Zusätzlich lähmt das große Angebot. Es ist alles einfach zu viel Content. Statt die eine gute Serie zu sehen, verbringen viele ihre Zeit in den Menüs, um den geeigneten Film zu finden. Mittlerweile gibt es sogar Apps, die Nutzer:innen bei der Suche nach Unterhaltung helfen wollen. Das zeigt, wie sehr sich das kollektive Bingen mit der Zeit immer weiter aufgestückelt hat.
Sollte doch eine Serie zum Talk-of-the-Town werden, kommt das zweite große Problem vom Streaming-Markt zum Vorschein: die Preise. Account-Sharing ist schwieriger denn je und die monatlichen Kosten steigen. Wer Netflix wie vor neun Jahren genießen möchte, muss ganze 14 Euro zahlen. Mit nerviger Werbung kostet es nur 5 Euro. Disney Plus gibt es ab 6 Euro, Apples Streamingdienst kostet 10 Euro im Monat. Zusammengerechnet kann man für alle Streamingdienste bis zu 73 Euro zahlen - im Monat.

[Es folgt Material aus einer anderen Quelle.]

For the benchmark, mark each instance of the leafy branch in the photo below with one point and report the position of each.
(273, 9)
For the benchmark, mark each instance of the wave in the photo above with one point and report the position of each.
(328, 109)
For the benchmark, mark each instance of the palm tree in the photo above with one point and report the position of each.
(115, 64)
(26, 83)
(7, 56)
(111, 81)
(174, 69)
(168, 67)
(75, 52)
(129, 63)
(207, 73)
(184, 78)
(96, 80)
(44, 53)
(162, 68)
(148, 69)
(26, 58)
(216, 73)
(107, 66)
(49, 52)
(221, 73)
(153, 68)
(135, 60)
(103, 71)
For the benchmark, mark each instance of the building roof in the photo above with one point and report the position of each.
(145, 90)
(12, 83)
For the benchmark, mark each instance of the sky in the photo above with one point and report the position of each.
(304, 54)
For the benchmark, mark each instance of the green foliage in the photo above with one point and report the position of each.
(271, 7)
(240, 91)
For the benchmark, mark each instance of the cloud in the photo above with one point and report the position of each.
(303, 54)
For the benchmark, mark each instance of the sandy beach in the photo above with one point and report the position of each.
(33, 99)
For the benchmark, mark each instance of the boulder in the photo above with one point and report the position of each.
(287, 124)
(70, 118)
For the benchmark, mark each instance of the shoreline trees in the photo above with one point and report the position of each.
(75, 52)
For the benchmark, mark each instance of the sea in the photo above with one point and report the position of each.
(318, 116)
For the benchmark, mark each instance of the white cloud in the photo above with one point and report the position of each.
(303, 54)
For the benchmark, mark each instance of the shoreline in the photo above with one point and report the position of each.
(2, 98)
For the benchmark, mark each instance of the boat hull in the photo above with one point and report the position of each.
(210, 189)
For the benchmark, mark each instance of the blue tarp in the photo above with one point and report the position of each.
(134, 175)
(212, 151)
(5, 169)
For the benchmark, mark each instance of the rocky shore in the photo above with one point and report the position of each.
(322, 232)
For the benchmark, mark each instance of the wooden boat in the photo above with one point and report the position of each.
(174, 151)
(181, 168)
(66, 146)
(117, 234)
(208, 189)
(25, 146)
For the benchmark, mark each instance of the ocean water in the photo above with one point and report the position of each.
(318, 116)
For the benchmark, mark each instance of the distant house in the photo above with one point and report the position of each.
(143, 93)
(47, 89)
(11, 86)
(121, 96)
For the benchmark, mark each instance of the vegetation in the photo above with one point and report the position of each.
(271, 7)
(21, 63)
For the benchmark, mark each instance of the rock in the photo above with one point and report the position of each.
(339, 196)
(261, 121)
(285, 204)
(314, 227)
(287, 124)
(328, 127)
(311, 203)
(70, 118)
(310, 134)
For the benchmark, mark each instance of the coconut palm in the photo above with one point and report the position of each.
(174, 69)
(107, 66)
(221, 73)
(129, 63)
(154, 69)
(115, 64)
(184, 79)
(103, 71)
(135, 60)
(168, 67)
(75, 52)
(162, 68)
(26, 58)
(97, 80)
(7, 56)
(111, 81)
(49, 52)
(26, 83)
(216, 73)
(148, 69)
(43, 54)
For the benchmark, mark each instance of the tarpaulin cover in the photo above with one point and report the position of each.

Doch hier kommt das gemeine Argument. Uns hätte allen von Anfang an klar sein müssen, dass sich das Modell Streaming nicht hält. Zwar wirft Netflix seit einigen Jahren Gewinne ab. Das Unternehmen hat allerdings trotzdem knapp 14 Milliarden Dollar Schulden. Auch Disney Plus ist erst seit Kurzem im - nun ja - Plus angekommen und schreibt erst seit diesem Jahr schwarze Zahlen. Genauso ist Paramount Plus erst frisch aus den Negativzahlen. Das heißt: Die Preise steigen auch in Zukunft wohl weiter und es wird noch mehr Werbung geben.

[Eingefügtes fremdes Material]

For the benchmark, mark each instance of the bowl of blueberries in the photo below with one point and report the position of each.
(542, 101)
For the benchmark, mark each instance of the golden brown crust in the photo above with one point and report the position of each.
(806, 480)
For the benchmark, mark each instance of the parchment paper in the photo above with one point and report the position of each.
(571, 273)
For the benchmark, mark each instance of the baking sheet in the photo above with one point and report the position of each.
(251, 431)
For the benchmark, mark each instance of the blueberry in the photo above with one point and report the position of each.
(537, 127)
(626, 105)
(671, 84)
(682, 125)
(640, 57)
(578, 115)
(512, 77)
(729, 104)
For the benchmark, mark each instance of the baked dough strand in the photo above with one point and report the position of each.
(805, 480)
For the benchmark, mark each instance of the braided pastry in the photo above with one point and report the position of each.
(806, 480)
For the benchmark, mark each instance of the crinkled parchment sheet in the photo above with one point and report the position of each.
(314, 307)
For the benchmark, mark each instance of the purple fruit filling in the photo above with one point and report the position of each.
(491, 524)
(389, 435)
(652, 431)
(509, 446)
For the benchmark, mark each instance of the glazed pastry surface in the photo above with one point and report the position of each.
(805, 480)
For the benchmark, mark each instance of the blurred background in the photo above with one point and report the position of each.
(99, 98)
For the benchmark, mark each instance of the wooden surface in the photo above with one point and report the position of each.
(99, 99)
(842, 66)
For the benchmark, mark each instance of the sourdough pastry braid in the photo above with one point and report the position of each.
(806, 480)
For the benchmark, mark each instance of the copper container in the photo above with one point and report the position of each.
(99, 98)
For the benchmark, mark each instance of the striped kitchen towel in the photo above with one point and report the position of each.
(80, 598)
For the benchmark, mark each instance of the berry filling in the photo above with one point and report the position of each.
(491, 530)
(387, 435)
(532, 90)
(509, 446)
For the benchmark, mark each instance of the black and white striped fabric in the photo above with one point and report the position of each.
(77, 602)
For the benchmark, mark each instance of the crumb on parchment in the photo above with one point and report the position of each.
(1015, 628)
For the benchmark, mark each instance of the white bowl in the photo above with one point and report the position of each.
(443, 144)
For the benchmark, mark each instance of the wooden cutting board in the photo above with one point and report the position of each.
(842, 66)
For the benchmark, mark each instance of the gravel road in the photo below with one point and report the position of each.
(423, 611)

Dass die Convenience am Anfang am besten ist, zeigen auch viele andere Branchen. Genau so hatte Youtube damals weniger Werbung und kein Premium-Modell. Bei Lieferdiensten sind über die Jahre hinweg ebenfalls die Preise gestiegen. Denn um als Produkt interessant zu sein, muss es als Erstes einen Mehrwert bieten - mit dem Vorwissen, dass dieser immer mehr und mehr sinken wird.

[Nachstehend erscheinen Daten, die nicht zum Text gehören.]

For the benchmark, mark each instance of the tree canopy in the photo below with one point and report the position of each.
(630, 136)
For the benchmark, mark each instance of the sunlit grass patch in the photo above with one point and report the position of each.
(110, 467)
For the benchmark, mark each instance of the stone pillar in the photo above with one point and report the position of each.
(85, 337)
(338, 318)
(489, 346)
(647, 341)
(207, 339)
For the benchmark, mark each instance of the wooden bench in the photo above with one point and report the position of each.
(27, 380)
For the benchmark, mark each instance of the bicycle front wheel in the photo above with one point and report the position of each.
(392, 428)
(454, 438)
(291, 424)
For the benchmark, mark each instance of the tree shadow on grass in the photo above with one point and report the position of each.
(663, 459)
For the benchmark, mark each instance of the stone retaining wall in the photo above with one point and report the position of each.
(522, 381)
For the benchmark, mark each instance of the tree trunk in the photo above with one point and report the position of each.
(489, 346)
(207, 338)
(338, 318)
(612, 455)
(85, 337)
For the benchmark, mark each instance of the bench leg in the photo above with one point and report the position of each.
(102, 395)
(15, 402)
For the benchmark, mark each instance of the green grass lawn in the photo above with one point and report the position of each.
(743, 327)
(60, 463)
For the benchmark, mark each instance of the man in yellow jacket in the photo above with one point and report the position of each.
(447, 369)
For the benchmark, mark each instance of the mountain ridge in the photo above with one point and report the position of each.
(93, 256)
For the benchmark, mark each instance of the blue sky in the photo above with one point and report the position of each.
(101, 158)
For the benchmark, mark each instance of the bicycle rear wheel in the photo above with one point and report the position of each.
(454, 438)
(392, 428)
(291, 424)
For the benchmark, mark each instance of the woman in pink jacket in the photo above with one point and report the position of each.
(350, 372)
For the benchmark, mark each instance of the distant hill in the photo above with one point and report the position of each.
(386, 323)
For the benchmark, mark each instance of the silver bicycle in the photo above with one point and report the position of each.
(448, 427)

Die „guten alten“ Tage des Videostreamings sind also nichts mehr als eine Illusion einer besseren Lösung gewesen. Ein Versprechen, das schon von Anfang an nicht gehalten werden konnte. Die einzige Alternative, die wir heute haben, ist auf die nächste große Idee zu warten, die uns wieder mit dem großen Versprechen nach Convenience ein paar gute Jahre bescheren kann.